13 de nos compatriotes ont perdu la vie dans ce combat "ingagnable" pour des forces conventionnelles. Il faut impérativement permettre aux Afghans de gérer eux-mêmes l'ordre et l'administration de leur pays. Et pour le moment, l'opinion publique, à qui on répète le moins souvent possible que nous sommes engagés aux côtés de nos alliés américains, n'a pas encore montré de résistance à cette présence militaire coûteuses en devises et en vies humaines. Il faut dire que la professionalisation de l'armée aura certes condamné le brassage dû au service militaire, mais a tout de même le mérite de présenter l'incroyable avantage de n'engager que des militaires de carrière qui, à tort, sont considérés par le pékin français comme de la Chair à Canons : "Ils sont payés pour çà!!!"

Pas vraiment payés pour mourir mais pour défendre les intérêts de la France. La lutte contre le terrorisme ne trouvera la victoire effective que dans l'adhésion massive de la population à un projet visant à la débarrasser de ses oppresseurs talibans. Et la coalition aura besoin du savoir-faire de nos militaires en matière d'opérations psychologiques afin de gagner la confiance de la rue afghane. Plus habiles que les GI standards, plus cowboys paranos que fins psychologues... Les Français risquent de devoir se redéployer dans la zone Sud qui regroupe la grande majorité des combats contre les Etudiants en religion.

Alors oui, il faut continuer d'envoyer nos compatriotes au casse-pipe. Sans mépriser leur sort ni les condamner à mourir. Mais hélas, nous devons envisager qu'un tel déploiement ne se fera pas sans victimes françaises. Nous ne pouvons pourtant pas nous permettre de partir en laissant l'Afghanistan au bord du chaos sans craindre un embrasement généralisé à l'ensemble de la région. Nous devons donc donner à nos forces armées tous les moyens possibles pour éviter un éventuele syndrôme indochinois. La défaite est possible mais elle n'est pas tolérable. Nous dessinons actuellement l'avenir d'une paix globale pour tout le XXI° siècle qui ne pourra se permettre le luxe de compter des poches de soutien au terrorisme. L'échec est interdit.

Idéalement, il faudrait également que cette occupation ne génère pas trop de nouveaux combattants de la guerre sainte contre les croisés modernes. Nous devons espérer que les réformes stratégiques permettrons de limiter les frustrations individuelles, les besoins de vengeance de civils n'ayant pas admis la mort de proches ou la paralysie du pays.
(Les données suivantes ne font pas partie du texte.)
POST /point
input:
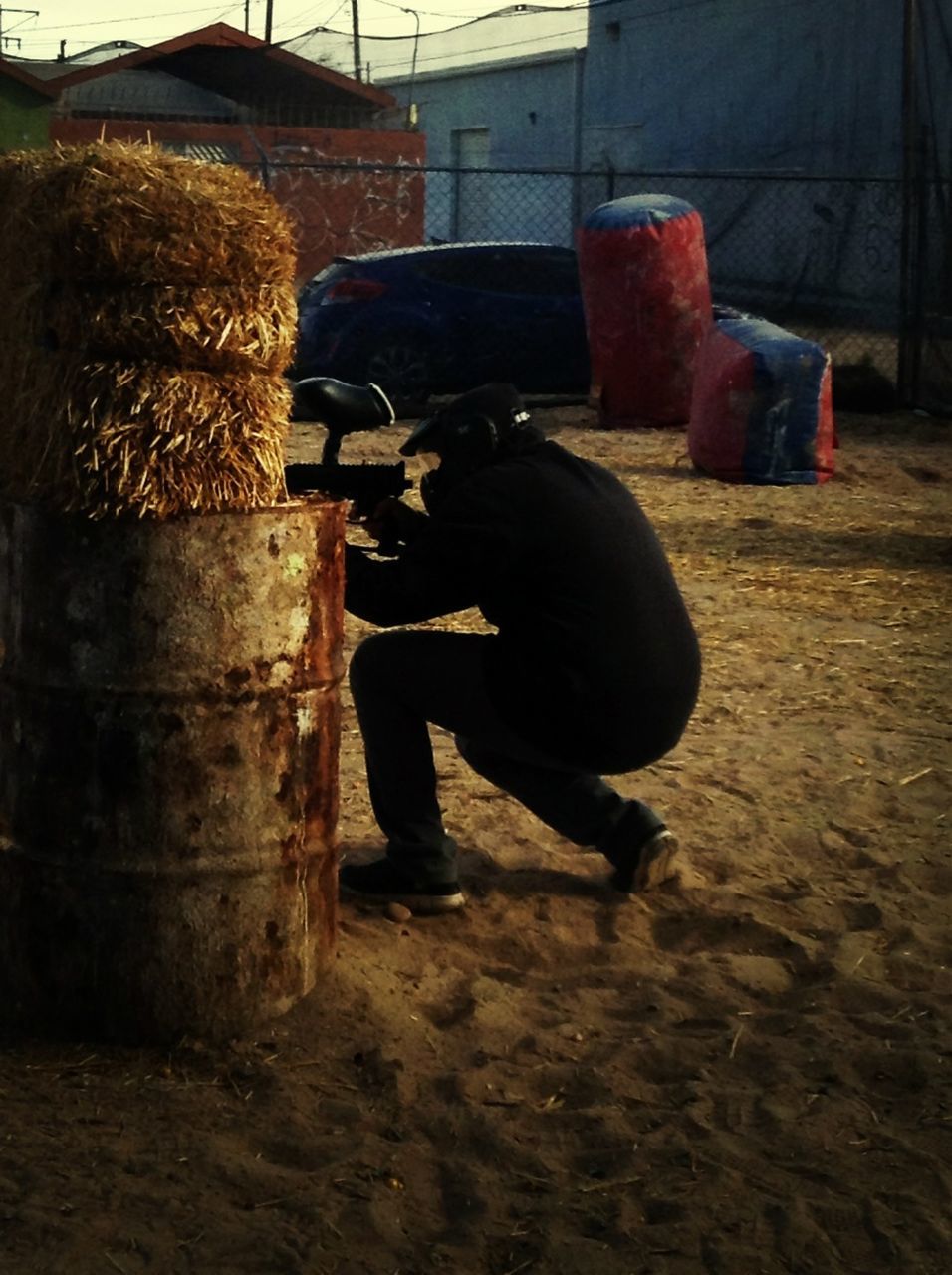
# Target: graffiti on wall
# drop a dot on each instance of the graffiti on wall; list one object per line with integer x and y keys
{"x": 349, "y": 209}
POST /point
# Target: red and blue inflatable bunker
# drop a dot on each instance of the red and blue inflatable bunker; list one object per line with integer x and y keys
{"x": 642, "y": 268}
{"x": 762, "y": 405}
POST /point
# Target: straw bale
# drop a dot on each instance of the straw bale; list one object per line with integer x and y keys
{"x": 114, "y": 440}
{"x": 221, "y": 329}
{"x": 126, "y": 213}
{"x": 151, "y": 309}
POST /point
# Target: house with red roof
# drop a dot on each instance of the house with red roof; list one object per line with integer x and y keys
{"x": 332, "y": 149}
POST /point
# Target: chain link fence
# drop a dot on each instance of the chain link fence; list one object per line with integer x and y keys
{"x": 823, "y": 258}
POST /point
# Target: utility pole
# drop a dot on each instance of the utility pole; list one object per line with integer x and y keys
{"x": 356, "y": 22}
{"x": 31, "y": 13}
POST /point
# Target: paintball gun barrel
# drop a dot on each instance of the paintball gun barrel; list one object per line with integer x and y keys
{"x": 343, "y": 409}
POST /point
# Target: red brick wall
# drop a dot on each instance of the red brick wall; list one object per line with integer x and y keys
{"x": 334, "y": 209}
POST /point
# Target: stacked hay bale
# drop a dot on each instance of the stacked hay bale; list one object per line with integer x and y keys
{"x": 150, "y": 315}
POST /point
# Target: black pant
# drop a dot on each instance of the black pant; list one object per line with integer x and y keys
{"x": 408, "y": 677}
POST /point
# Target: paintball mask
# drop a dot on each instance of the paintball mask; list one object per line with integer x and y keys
{"x": 464, "y": 436}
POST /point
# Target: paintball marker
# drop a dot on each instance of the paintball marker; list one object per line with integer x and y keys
{"x": 343, "y": 409}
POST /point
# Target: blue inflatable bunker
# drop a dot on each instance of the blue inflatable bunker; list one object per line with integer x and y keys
{"x": 761, "y": 409}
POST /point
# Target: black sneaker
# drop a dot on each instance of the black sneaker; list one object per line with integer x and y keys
{"x": 650, "y": 864}
{"x": 382, "y": 883}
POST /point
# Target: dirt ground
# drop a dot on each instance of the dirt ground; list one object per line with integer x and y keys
{"x": 746, "y": 1073}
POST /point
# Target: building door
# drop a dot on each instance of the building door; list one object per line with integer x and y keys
{"x": 472, "y": 212}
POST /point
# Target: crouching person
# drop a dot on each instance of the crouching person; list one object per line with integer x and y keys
{"x": 595, "y": 667}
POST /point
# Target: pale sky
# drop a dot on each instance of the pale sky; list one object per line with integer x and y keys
{"x": 41, "y": 24}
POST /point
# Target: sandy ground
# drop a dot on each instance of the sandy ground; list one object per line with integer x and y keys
{"x": 746, "y": 1073}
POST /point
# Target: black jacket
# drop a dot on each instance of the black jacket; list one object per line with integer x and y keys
{"x": 595, "y": 658}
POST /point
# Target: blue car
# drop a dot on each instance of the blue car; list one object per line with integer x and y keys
{"x": 442, "y": 319}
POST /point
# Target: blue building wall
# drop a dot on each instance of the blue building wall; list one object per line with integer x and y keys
{"x": 528, "y": 108}
{"x": 528, "y": 115}
{"x": 811, "y": 87}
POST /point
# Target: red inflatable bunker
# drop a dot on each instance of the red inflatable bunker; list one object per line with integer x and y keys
{"x": 647, "y": 305}
{"x": 762, "y": 405}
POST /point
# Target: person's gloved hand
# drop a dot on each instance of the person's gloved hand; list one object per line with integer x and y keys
{"x": 394, "y": 523}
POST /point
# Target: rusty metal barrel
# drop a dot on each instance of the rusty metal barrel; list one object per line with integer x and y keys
{"x": 168, "y": 766}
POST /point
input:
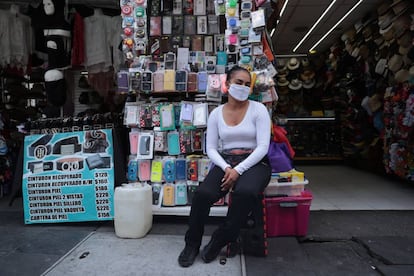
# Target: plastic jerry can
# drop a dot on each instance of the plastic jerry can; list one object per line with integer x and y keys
{"x": 133, "y": 210}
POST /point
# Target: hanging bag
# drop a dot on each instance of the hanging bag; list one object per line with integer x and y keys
{"x": 279, "y": 157}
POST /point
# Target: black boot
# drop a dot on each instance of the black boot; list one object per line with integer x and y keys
{"x": 212, "y": 249}
{"x": 188, "y": 255}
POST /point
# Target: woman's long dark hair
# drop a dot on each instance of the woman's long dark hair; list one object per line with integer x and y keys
{"x": 234, "y": 69}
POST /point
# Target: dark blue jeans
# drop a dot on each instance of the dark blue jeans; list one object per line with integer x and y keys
{"x": 245, "y": 194}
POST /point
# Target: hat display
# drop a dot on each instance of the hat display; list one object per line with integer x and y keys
{"x": 308, "y": 84}
{"x": 305, "y": 62}
{"x": 55, "y": 87}
{"x": 282, "y": 90}
{"x": 401, "y": 24}
{"x": 282, "y": 81}
{"x": 403, "y": 50}
{"x": 295, "y": 84}
{"x": 395, "y": 63}
{"x": 399, "y": 6}
{"x": 374, "y": 102}
{"x": 307, "y": 75}
{"x": 293, "y": 64}
{"x": 358, "y": 26}
{"x": 402, "y": 76}
{"x": 389, "y": 34}
{"x": 349, "y": 35}
{"x": 381, "y": 67}
{"x": 405, "y": 40}
{"x": 384, "y": 7}
{"x": 385, "y": 22}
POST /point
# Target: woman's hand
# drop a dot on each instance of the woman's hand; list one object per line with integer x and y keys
{"x": 229, "y": 179}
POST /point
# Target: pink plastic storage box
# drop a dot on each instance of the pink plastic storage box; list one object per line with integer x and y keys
{"x": 288, "y": 216}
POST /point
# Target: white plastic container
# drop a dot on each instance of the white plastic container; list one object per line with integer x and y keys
{"x": 133, "y": 210}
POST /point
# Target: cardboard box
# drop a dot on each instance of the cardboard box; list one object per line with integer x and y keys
{"x": 288, "y": 216}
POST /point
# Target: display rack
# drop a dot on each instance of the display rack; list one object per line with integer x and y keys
{"x": 314, "y": 138}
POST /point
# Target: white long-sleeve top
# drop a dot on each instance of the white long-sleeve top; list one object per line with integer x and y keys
{"x": 252, "y": 132}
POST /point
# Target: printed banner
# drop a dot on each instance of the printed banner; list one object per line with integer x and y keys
{"x": 68, "y": 177}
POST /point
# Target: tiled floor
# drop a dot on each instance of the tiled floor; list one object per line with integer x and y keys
{"x": 338, "y": 187}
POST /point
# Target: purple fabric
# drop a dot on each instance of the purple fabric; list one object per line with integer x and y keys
{"x": 279, "y": 157}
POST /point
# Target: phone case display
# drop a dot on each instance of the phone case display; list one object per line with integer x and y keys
{"x": 177, "y": 71}
{"x": 399, "y": 126}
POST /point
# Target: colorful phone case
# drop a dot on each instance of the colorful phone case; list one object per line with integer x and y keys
{"x": 156, "y": 171}
{"x": 173, "y": 143}
{"x": 169, "y": 170}
{"x": 158, "y": 77}
{"x": 180, "y": 193}
{"x": 202, "y": 81}
{"x": 132, "y": 170}
{"x": 144, "y": 170}
{"x": 168, "y": 198}
{"x": 192, "y": 170}
{"x": 180, "y": 169}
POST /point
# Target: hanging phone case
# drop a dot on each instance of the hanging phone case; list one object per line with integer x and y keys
{"x": 181, "y": 193}
{"x": 192, "y": 169}
{"x": 181, "y": 80}
{"x": 146, "y": 81}
{"x": 203, "y": 168}
{"x": 133, "y": 142}
{"x": 158, "y": 81}
{"x": 202, "y": 81}
{"x": 144, "y": 170}
{"x": 169, "y": 170}
{"x": 169, "y": 80}
{"x": 168, "y": 195}
{"x": 173, "y": 143}
{"x": 156, "y": 170}
{"x": 132, "y": 170}
{"x": 156, "y": 192}
{"x": 160, "y": 141}
{"x": 180, "y": 169}
{"x": 192, "y": 82}
{"x": 167, "y": 120}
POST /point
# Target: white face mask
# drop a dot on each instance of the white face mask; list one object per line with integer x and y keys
{"x": 239, "y": 92}
{"x": 49, "y": 7}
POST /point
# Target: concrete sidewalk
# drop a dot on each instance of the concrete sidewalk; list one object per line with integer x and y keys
{"x": 337, "y": 243}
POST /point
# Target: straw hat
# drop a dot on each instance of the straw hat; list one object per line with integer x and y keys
{"x": 389, "y": 34}
{"x": 308, "y": 84}
{"x": 384, "y": 7}
{"x": 395, "y": 63}
{"x": 282, "y": 81}
{"x": 293, "y": 64}
{"x": 405, "y": 40}
{"x": 349, "y": 36}
{"x": 307, "y": 75}
{"x": 295, "y": 84}
{"x": 402, "y": 76}
{"x": 401, "y": 24}
{"x": 399, "y": 6}
{"x": 305, "y": 62}
{"x": 385, "y": 21}
{"x": 381, "y": 67}
{"x": 283, "y": 90}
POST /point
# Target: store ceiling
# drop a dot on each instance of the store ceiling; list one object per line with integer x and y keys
{"x": 297, "y": 19}
{"x": 300, "y": 15}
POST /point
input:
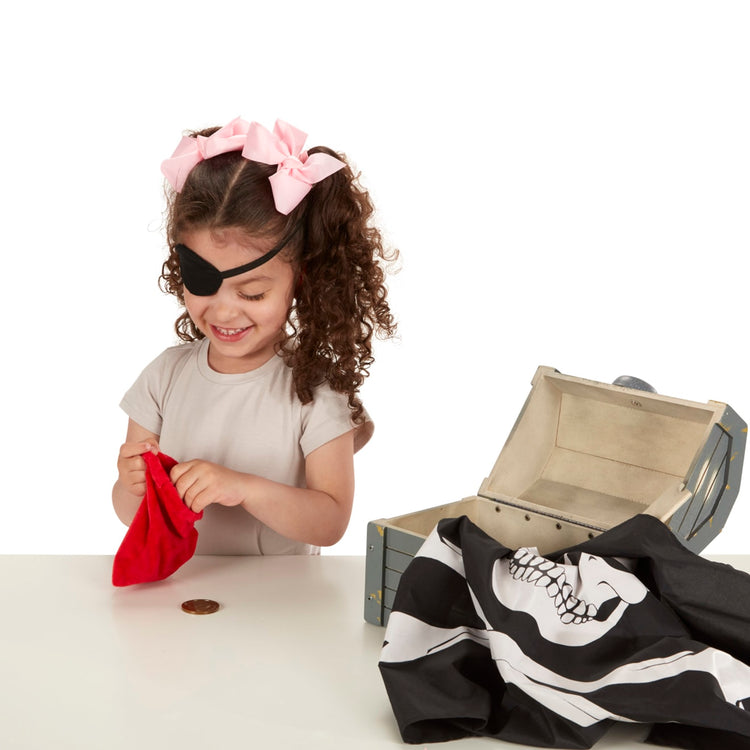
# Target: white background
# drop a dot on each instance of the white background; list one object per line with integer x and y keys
{"x": 568, "y": 183}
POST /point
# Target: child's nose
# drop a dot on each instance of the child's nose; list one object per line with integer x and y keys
{"x": 225, "y": 307}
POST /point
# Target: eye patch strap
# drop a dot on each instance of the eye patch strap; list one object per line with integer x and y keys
{"x": 203, "y": 278}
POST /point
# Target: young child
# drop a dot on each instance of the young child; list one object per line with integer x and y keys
{"x": 280, "y": 273}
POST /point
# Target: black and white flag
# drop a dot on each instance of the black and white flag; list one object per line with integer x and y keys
{"x": 549, "y": 651}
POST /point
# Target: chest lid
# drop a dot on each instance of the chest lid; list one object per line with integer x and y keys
{"x": 597, "y": 454}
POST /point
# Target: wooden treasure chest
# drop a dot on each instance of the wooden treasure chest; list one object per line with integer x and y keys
{"x": 581, "y": 458}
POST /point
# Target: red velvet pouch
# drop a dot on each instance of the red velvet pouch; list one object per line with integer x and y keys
{"x": 162, "y": 536}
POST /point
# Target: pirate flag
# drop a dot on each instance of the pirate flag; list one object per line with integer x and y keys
{"x": 550, "y": 651}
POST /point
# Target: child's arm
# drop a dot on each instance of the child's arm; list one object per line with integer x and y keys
{"x": 317, "y": 514}
{"x": 130, "y": 486}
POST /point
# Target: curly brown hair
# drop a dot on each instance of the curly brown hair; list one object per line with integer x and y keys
{"x": 340, "y": 302}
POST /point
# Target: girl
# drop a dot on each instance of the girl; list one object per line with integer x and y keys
{"x": 280, "y": 273}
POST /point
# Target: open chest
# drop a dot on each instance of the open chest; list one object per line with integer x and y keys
{"x": 581, "y": 458}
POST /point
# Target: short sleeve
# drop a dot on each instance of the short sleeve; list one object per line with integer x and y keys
{"x": 327, "y": 417}
{"x": 144, "y": 400}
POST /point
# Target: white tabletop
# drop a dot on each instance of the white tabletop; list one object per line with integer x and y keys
{"x": 287, "y": 662}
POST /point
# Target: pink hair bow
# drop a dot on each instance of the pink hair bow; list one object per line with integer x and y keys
{"x": 297, "y": 172}
{"x": 190, "y": 151}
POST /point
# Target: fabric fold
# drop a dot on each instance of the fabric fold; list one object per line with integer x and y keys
{"x": 162, "y": 536}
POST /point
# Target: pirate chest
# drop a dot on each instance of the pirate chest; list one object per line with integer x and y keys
{"x": 581, "y": 458}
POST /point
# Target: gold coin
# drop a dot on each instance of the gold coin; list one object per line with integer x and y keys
{"x": 200, "y": 606}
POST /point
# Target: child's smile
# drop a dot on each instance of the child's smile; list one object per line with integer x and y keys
{"x": 245, "y": 318}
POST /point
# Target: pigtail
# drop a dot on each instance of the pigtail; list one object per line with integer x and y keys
{"x": 341, "y": 298}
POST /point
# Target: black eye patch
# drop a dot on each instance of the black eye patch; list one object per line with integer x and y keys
{"x": 203, "y": 279}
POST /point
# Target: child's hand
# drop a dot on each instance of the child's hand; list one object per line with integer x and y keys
{"x": 132, "y": 468}
{"x": 201, "y": 483}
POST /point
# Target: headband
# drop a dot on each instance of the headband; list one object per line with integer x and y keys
{"x": 297, "y": 171}
{"x": 203, "y": 279}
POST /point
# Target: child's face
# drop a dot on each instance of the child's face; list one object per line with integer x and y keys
{"x": 245, "y": 318}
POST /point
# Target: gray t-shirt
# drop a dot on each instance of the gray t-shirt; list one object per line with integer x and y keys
{"x": 251, "y": 422}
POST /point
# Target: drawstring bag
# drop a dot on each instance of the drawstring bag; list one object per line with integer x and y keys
{"x": 162, "y": 536}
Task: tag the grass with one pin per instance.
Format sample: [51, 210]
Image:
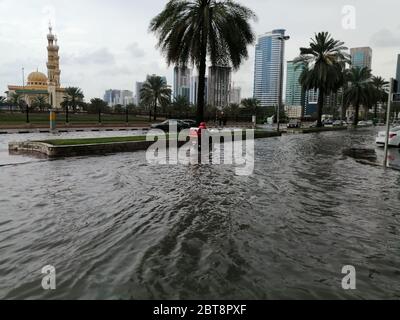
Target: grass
[16, 118]
[74, 142]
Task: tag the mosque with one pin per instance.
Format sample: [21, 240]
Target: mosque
[38, 84]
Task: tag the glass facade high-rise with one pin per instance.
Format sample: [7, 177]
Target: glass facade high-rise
[219, 85]
[295, 95]
[194, 87]
[398, 74]
[268, 67]
[361, 57]
[182, 82]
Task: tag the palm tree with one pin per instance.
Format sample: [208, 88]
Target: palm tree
[74, 96]
[325, 60]
[155, 91]
[40, 102]
[380, 91]
[190, 30]
[99, 106]
[359, 90]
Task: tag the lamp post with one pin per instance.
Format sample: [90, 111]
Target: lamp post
[280, 98]
[391, 89]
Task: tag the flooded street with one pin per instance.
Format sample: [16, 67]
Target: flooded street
[115, 227]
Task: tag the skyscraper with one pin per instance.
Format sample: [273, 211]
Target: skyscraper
[267, 69]
[398, 74]
[139, 86]
[361, 57]
[194, 89]
[182, 82]
[295, 95]
[235, 95]
[219, 80]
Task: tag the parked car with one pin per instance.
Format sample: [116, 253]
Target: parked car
[339, 123]
[294, 124]
[166, 124]
[394, 137]
[191, 123]
[328, 123]
[363, 124]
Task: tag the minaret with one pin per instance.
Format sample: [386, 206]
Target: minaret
[53, 63]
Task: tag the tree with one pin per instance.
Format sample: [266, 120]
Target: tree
[15, 100]
[359, 90]
[3, 101]
[155, 91]
[180, 106]
[40, 103]
[99, 106]
[325, 59]
[190, 30]
[73, 97]
[380, 92]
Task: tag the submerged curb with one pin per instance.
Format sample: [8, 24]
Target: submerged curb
[53, 151]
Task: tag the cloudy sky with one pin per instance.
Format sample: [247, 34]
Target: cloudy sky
[106, 44]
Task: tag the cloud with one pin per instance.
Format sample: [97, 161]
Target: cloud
[385, 38]
[100, 56]
[135, 50]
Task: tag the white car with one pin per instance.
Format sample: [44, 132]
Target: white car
[394, 137]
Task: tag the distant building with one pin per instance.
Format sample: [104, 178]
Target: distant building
[194, 87]
[235, 95]
[139, 86]
[114, 97]
[398, 73]
[268, 68]
[219, 80]
[361, 57]
[295, 94]
[38, 84]
[182, 82]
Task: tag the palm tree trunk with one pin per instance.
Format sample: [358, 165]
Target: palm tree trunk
[320, 108]
[202, 79]
[155, 109]
[356, 114]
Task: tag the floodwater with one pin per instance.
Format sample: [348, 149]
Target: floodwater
[115, 227]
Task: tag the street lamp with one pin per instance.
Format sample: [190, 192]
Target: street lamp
[282, 39]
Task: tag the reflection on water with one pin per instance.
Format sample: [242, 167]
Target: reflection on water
[117, 228]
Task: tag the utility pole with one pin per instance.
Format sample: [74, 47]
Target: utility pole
[388, 121]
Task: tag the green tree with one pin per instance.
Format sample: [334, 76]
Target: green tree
[190, 30]
[40, 103]
[73, 98]
[380, 92]
[325, 59]
[359, 90]
[98, 106]
[155, 91]
[3, 101]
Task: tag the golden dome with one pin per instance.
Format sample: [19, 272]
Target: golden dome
[37, 78]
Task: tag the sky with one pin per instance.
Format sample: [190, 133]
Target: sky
[106, 44]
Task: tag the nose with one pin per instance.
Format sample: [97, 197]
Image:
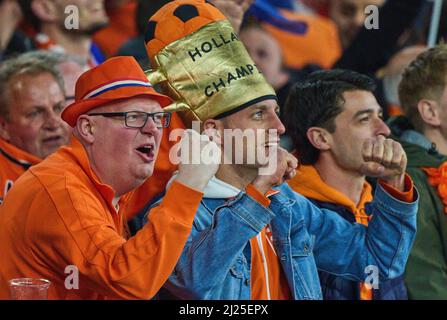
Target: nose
[359, 19]
[382, 128]
[278, 125]
[53, 121]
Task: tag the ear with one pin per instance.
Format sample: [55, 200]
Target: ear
[4, 132]
[319, 138]
[429, 112]
[214, 129]
[85, 129]
[45, 10]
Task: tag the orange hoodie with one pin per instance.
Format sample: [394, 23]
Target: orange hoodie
[59, 214]
[13, 163]
[309, 183]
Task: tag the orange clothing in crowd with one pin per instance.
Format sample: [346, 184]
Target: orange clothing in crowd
[59, 214]
[268, 281]
[308, 183]
[13, 163]
[122, 27]
[320, 45]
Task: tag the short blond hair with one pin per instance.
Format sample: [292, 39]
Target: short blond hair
[424, 78]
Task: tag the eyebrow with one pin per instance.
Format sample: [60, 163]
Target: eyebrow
[264, 107]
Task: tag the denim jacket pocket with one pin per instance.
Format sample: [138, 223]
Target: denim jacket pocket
[306, 275]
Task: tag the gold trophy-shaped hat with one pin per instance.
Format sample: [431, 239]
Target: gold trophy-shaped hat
[200, 62]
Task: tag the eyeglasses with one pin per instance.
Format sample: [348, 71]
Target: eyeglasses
[138, 119]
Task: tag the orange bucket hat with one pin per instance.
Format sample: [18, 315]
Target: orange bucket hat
[116, 79]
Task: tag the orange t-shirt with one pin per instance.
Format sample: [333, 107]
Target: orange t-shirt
[121, 28]
[13, 163]
[59, 214]
[268, 281]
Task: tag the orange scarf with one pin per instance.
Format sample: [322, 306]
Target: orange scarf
[438, 179]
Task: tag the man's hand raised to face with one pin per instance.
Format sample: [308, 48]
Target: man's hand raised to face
[196, 167]
[285, 169]
[385, 159]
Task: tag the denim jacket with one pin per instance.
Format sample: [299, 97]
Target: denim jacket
[215, 263]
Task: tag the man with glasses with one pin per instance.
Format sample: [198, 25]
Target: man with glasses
[66, 212]
[31, 100]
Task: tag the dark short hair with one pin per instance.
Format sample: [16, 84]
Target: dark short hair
[316, 102]
[424, 78]
[26, 64]
[28, 12]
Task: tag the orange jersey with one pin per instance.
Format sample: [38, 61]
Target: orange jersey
[320, 45]
[13, 163]
[60, 215]
[163, 171]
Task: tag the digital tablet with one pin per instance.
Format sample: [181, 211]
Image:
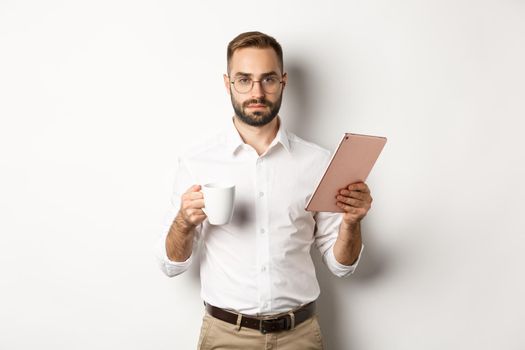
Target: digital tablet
[351, 162]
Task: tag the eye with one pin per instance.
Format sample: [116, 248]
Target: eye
[244, 81]
[270, 80]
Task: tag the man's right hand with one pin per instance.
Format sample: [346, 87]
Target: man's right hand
[191, 205]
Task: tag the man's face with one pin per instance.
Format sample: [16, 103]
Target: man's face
[256, 107]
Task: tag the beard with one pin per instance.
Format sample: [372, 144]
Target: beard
[257, 118]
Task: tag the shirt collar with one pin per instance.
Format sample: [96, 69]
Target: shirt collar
[234, 140]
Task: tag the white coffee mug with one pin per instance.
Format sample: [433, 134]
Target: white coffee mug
[218, 202]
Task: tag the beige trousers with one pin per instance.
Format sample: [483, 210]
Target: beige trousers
[219, 335]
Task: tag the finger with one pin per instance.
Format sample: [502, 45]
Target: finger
[356, 194]
[359, 186]
[352, 201]
[194, 204]
[193, 195]
[348, 208]
[193, 188]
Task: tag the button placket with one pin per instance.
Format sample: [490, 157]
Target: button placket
[263, 239]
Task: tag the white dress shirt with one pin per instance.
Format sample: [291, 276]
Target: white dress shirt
[260, 262]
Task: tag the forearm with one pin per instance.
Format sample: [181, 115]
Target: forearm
[348, 244]
[179, 241]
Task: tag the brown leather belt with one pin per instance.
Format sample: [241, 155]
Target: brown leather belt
[265, 324]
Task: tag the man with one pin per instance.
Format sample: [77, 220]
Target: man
[257, 276]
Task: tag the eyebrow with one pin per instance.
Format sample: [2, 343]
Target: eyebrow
[242, 74]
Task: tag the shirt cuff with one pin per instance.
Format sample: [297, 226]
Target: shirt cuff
[172, 268]
[339, 269]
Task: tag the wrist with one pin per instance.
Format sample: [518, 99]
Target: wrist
[183, 225]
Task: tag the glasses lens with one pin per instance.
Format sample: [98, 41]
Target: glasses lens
[270, 84]
[243, 85]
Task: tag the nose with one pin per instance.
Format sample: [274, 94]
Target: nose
[257, 90]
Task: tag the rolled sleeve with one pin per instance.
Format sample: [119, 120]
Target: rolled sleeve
[326, 232]
[336, 267]
[173, 268]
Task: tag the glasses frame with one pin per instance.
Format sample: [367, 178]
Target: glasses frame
[232, 82]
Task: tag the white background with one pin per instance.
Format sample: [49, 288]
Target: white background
[98, 97]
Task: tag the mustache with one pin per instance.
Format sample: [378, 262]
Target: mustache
[260, 101]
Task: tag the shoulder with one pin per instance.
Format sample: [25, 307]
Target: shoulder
[303, 147]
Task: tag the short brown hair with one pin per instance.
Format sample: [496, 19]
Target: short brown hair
[254, 39]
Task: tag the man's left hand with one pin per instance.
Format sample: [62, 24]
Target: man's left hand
[356, 201]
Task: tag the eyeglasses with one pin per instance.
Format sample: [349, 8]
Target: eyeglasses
[269, 84]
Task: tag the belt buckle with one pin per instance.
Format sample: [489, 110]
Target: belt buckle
[276, 324]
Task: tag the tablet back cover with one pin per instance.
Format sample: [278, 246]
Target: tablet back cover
[352, 162]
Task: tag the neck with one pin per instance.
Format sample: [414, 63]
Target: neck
[259, 137]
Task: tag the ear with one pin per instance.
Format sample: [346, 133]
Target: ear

Ne m'en voulez pas trop d'attendre la naissance du premier "mouton à 5 pattes" que représenterait une issue positive à cette guerre pourrie. Après la réelection annoncée de Delanoë, une défaite occidentale à Kaboul marquerait vraiment 2008 sous un jour particulièrement négatif. Et nous aurions alors un "nouveau Munich" largement aussi désastreux pour le siècle à peine entamé que celui de 1938.

Sur ce, mes petits lecteurs (parisiens pour leur majorité), je vais aller faire reposer les yeux.